Journal of Food Safety
Volume 32, Issue 3, pages 270–278, August 2012
How to Cite
EL MEJRI, S., EL BOUR, M., BOUKEF, I., AL GALLAS, N., MRAOUNA, R., GOT, P., TROUSSELLIER, M., KLENA, J. and BOUDABBOUS, A. (2012), INFLUENCE OF MARINE WATER CONDITIONS ON SALMONELLA ENTERICA SEROVAR TYPHIMURIUM SURVIVAL. Journal of Food Safety, 32: 270–278. doi: 10.1111/j.1745-4565.2012.00377.x
- Issue published online: 9 AUG 2012
- Article first published online: 22 JUN 2012
- Received for Publication November 1, 2011; Accepted for Publication April 9, 2012
Salmonella enterica serovar Typhimurium strains were isolated during a monitoring survey of the carpet shell clam (Ruditapes decussatus) collected from 23 stations along the Tunisian coast. The effect of starvation on Salmonella Typhimurium survival was investigated in vitro using microcosms composed of filtered (0.2 µm) marine water under dark and ambient temperature conditions (25C for 30 days). Eventual changes in physiological, biochemical properties, serotyping, biotyping and antimicrobial sensitivity for the environmentally adapted Salmonella Typhimurium were monitored. In response to stress conditions, the Salmonella Typhimurium strains progressively lost culturability in the absence of notable changes in the total cell count (during all the period of 30 days). Strains appeared to enter into a viable but noncultureable state as determined by epifluorescence method. We have also observed that the T90 value (time required for the reduction of 90% of cells) for the five different Salmonella strains ranged between 25 and 30 h; this indicated the survivability of Salmonella under stress conditions. This state was also characterized by biochemical and antimicrobial changes.
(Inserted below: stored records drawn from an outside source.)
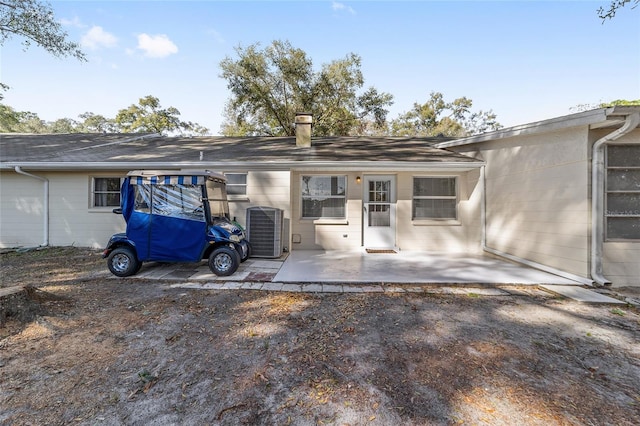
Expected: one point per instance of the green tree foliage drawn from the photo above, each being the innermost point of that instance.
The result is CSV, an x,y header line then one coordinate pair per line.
x,y
12,121
149,116
614,7
438,117
145,117
35,22
96,123
269,86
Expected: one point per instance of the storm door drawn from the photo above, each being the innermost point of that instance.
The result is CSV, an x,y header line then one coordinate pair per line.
x,y
379,212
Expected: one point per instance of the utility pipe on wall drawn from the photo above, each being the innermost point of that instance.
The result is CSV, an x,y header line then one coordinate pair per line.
x,y
45,212
597,195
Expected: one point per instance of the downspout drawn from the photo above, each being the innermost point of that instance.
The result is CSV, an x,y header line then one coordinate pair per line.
x,y
526,262
597,196
45,213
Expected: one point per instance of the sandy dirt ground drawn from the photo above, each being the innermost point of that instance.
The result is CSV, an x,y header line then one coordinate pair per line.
x,y
89,349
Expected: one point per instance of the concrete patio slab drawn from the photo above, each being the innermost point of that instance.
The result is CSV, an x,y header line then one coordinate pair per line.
x,y
582,294
407,267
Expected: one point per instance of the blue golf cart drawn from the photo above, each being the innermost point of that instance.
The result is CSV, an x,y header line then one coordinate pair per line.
x,y
176,216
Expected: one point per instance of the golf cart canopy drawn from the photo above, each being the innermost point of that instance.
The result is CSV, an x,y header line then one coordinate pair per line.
x,y
174,177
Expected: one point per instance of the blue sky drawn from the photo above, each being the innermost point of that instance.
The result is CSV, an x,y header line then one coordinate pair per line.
x,y
525,60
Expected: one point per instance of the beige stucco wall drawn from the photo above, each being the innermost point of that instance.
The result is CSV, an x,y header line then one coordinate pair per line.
x,y
459,236
538,197
264,189
71,220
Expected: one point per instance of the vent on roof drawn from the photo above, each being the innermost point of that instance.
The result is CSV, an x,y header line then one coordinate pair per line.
x,y
264,231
This research highlighted the acquisition of the viable but nonculturable state of bacteria. This form of adaptation of certain pathogens does not really reflect their presence or absence in the marine environment and thus in foods of marine origin. Hence the use of conventional methods of bacterial identification must be completed more advanced research tools before declaring a healthy product or environment.